From Vimy Ridge to Mons Badonis, Kandahar to Juno Beach, we shall remember them. Even if we have no idea who they were.
We often do not. Even in the two world wars a staggering number of the dead have no known grave, though we usually know who they are, just not where, especially if they fought for the Western Allies. But the long struggle for freedom and decency is marked not only by unknown graves, or none, but also by unknown battles, unmarked causes, and desecrated bodies left for the wolves and crows.
Years ago in Britain, filming my Constitutional trilogy, I encountered several hills whose natural defensive features made them strongpoints from the Bronze Age and earlier. And I saw dim visions of generations fighting and dying in small battles, not just long forgotten but never known except by them. And such places exist around the world because petty tribal quarrels as well as clashes of massive armies have plagued mankind from the start.
Schools may not teach that slavery existed everywhere from time immemorial before being stamped out in recent centuries years by the West. But while thousands who died to end it are buried honourably in places like Gettysburg, Cold Harbor, and Fredericksburg, how many perished nameless before some vanished village trying to save wives, sisters, and children from abuse, torture, and murder, often unsuccessfully?
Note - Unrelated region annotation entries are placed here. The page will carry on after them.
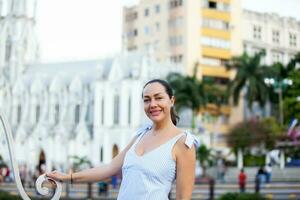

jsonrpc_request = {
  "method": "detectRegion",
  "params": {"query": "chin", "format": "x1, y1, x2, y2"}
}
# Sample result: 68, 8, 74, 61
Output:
149, 116, 163, 123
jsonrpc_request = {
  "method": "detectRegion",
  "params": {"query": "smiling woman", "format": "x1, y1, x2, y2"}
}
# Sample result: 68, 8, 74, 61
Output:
47, 79, 199, 200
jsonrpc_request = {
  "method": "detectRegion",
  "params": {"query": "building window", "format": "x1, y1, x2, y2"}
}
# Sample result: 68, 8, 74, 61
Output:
127, 29, 138, 38
289, 33, 297, 47
201, 37, 230, 49
17, 105, 22, 124
272, 51, 283, 63
155, 22, 160, 31
208, 1, 217, 9
101, 98, 105, 125
168, 17, 183, 28
75, 104, 80, 124
201, 57, 222, 66
169, 35, 183, 47
253, 25, 261, 40
100, 147, 103, 162
272, 30, 280, 44
54, 104, 59, 124
127, 96, 131, 125
114, 95, 120, 124
202, 18, 229, 30
144, 8, 149, 17
170, 54, 183, 63
144, 26, 150, 35
169, 0, 183, 9
5, 36, 11, 62
35, 105, 41, 123
155, 5, 160, 13
125, 12, 138, 22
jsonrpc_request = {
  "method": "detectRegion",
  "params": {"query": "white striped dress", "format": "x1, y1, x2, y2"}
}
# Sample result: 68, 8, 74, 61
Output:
118, 126, 199, 200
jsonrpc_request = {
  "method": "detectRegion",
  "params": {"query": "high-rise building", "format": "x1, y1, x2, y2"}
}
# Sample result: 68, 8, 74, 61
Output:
123, 0, 242, 146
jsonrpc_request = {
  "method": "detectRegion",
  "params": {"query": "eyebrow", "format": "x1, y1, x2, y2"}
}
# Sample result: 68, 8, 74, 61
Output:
143, 92, 162, 98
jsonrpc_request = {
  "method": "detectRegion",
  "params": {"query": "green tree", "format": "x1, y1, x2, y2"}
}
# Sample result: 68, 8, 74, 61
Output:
197, 144, 211, 177
228, 117, 282, 152
283, 69, 300, 122
70, 156, 92, 171
167, 64, 206, 129
226, 51, 269, 108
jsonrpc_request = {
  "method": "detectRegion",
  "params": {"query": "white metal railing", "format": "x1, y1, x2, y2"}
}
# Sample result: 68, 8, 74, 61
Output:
0, 110, 62, 200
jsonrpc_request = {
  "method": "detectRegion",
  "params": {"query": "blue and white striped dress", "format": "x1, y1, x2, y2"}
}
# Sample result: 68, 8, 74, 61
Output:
118, 126, 199, 200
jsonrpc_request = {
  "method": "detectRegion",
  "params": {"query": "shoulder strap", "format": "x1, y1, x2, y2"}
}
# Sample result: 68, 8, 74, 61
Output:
136, 124, 152, 137
184, 131, 200, 149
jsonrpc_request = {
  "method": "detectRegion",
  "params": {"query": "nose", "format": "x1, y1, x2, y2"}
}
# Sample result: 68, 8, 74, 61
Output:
149, 99, 157, 108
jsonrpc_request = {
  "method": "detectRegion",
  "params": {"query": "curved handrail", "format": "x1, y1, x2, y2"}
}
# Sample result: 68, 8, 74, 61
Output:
0, 110, 62, 200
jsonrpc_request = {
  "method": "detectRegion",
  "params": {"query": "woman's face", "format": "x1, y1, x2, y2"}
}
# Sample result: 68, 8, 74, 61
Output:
143, 82, 174, 123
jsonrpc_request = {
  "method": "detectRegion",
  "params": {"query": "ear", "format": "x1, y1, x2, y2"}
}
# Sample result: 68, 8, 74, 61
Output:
171, 96, 175, 106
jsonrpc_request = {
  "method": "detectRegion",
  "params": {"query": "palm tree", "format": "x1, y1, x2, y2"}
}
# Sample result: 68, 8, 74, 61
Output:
226, 51, 269, 108
167, 64, 206, 129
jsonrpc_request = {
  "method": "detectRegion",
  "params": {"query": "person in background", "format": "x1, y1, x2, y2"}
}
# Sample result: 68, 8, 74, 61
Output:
239, 169, 247, 192
265, 163, 272, 183
255, 167, 266, 193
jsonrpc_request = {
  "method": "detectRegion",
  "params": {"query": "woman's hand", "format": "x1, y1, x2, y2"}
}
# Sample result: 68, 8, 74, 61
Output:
46, 171, 71, 182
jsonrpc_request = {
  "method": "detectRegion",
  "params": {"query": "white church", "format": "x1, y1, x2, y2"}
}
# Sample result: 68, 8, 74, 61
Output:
0, 0, 183, 170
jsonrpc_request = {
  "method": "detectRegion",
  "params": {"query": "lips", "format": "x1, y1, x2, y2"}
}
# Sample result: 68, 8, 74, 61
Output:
150, 110, 161, 116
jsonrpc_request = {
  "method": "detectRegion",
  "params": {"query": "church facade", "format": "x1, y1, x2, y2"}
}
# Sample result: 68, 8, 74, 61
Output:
0, 0, 183, 170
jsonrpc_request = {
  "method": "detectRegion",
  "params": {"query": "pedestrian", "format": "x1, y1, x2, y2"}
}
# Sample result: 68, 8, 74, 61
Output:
46, 79, 198, 200
239, 169, 247, 192
265, 163, 272, 183
255, 167, 266, 193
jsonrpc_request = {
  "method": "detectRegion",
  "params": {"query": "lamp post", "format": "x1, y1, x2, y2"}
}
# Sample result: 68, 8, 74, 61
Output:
264, 78, 293, 125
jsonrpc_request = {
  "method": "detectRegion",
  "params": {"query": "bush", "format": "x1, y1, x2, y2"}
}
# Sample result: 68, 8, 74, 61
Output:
0, 190, 22, 200
219, 192, 266, 200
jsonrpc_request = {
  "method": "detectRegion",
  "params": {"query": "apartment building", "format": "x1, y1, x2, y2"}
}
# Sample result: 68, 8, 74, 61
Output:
123, 0, 243, 146
242, 10, 300, 65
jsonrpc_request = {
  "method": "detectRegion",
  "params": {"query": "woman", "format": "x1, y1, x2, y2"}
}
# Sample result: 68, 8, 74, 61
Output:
47, 79, 198, 200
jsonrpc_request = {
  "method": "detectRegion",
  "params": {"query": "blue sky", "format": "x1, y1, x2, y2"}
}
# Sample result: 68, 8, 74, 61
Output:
37, 0, 300, 62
Shall we not remember them?
J.R.R. Tolkien captured the feel of those British sites in the backstory to the “Lord of the Rings,” particularly regarding Arthedain, that remnant of the once-mighty Numenorian northern kingdom of Arnor ultimately destroyed by the Witch-King of Angmar whose defenders were among those entombed in the haunted Barrow Downs. And while some may consider fantasy inappropriate to remembrance, such writing varies widely in quality as well as genre.
At its pinnacle, where Tolkien stands, it is profoundly morally serious. Including the vital point that nameless men, and the families behind them, who rallied at Weathertop and other local strongpoints yet lost both war and kingdom, gave rise to the “Rangers” from whose obscure lineage legitimate authority was restored.
Now consider King Arthur. Not the figure in convoluted medieval legends lampooned in “The Once and Future King,” but the obscurely historical Romanized British chieftain who won an important battle at Mons Badonis in a losing war against Germanic invaders. I say “losing” because the Angles, Saxons and don’t-get-no-respect Jutes ultimately drove their Celtic foes into Wales. But some survived there, which matters.
It also matters, and more, that by slowing the advancing tide, Arthur’s victory bought time for the alchemy that converted these bloodthirsty pagan nihilists into Christian defenders of liberty under law who, three centuries later, rallied to the Saxon Alfred the Great at Egbert’s Stone and defeated the bloodthirsty pagan Danish nihilists in a story at once fantastical and true.
On our British trips we found the supposed Egbert’s Stone, and a small uncelebrated rock it was too, no Stone of Erech. But we certainly did not find the graves of any who fought with Alfred in his crucial battles against fearful odds. Nor are their names inscribed on walls like those at Vimy, the Australian National Memorial at Villers-Bretonneux or the Indian Memorial at Neuve-Chapelle. Shall we not remember them?
Or consider Jack Nichols’ haunting World War II painting “Drowning Sailor.” Most killed in the Battle of the Atlantic went to Davey Jones, not some quiet, honoured resting place. But while it matters to name Jack Smith who did not return and left a widow so Hitler could not starve Britain, it matters more to say that, every time duty called, someone gave all their tomorrows for our today, and even their names.
We commemorate on Nov. 11, rightly, because we need a focus. And we who never served bow our heads beside our veterans and naturally imagine a World War I death, being suddenly blown shrieking into unrecognizable fragments amid the stinking mud of the trenches. But please think also of those who last saw dawn while banners snapped in the wind at Mons Badonis, then were disemboweled by a sword-thrust and perished from the Earth and any form of memory because they loved freedom more than life.
Remember also those who deserved a better cause than that in which they died. We may split the difference over Bosworth Field, where there were arguments on both sides, or even Culloden Moor. But Nichols’ sailor was German; as the artist said in 1998, “When you are drowning, you lose your nationality, don’t you?”
To fight in an evil cause is a perilous thing, in the next world as in this. But may God have mercy on all who stood, even mistakenly, upon all the ramparts this troubled world has seen. We shall remember them.